The former officers and two members of the public stand accused of involvement in a notorious miscarriage of justice, as Katie Razzall reports from Cardiff.
It is believed to be the biggest trial of former police officers in British legal history. Today eight ex-policemen – including a retired superintendent and two ex-chief inspectors – sat in the crowded dock of Court 1 at Swansea Crown Court.
They were joined by two members of the public who, it is alleged, deliberately lied on oath.
This case is all about the conviction back in 1990 of three men for the brutal murder of a prostitute. The retired police officers on trial today were all involved in the murder investigation. They are charged with moulding, manipulating, influencing and fabricating evidence.
The murdered woman was 20-year old Lynette White. She was stabbed to death in the Docks area of Cardiff on Valentine’s Day, 1988. For nine months there were very few leads. Then one of today’s defendants, Violet Perriam, came forward with what the police at the time said was new evidence.
Within a month, five men were charged with murdering Lynette White.
After two trials, three of the five, among them Lynette’s boyfriend Stephen Miller, were convicted in 1990 of her murder.

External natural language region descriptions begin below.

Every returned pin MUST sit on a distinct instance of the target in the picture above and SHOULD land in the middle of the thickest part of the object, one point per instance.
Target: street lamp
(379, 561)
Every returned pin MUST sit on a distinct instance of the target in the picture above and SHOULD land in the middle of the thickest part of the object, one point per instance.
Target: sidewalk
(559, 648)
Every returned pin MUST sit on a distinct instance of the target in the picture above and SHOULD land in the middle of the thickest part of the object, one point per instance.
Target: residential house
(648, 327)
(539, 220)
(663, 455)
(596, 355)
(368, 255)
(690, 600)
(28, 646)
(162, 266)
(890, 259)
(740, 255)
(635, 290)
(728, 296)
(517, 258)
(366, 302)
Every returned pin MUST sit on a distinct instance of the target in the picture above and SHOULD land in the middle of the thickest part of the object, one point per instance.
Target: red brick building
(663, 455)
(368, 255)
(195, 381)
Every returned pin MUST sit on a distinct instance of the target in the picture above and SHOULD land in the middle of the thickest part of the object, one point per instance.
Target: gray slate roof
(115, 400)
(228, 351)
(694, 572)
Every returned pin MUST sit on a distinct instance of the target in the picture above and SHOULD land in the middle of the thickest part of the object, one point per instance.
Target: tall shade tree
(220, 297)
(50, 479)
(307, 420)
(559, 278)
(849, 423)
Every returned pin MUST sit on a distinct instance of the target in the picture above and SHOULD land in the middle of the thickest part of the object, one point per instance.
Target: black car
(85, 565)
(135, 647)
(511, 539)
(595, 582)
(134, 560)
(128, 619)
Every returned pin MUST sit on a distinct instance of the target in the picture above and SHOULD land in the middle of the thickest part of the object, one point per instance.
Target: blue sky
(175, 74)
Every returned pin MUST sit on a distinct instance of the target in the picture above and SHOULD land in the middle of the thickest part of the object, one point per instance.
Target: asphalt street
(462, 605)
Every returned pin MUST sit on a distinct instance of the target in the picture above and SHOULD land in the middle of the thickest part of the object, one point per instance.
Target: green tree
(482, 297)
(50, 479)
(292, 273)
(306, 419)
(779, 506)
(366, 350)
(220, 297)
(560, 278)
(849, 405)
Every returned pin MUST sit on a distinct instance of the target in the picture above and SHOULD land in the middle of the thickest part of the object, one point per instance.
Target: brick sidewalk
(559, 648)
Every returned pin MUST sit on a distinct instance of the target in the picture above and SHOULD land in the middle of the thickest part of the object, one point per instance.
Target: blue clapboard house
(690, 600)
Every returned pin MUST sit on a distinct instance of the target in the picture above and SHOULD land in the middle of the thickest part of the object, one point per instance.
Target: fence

However doubts over their convictions persisted, and the case of the men who had become known as the “Cardiff Three” was taken up by miscarriage of justice campaigners. In 1992 they were freed on appeal, and 15 years after Lynette White’s murder another man, Jeffrey Gafoor, was arrested and confessed to killing her.
Today Nick Dean QC, for the prosecution, told the jury the case against the innocent men was a fiction, “almost entirely a fabrication”, “largely the product of the imagination and then the theories and beliefs of police officers”.
All the defendants deny the charges. The case is expected to last six months.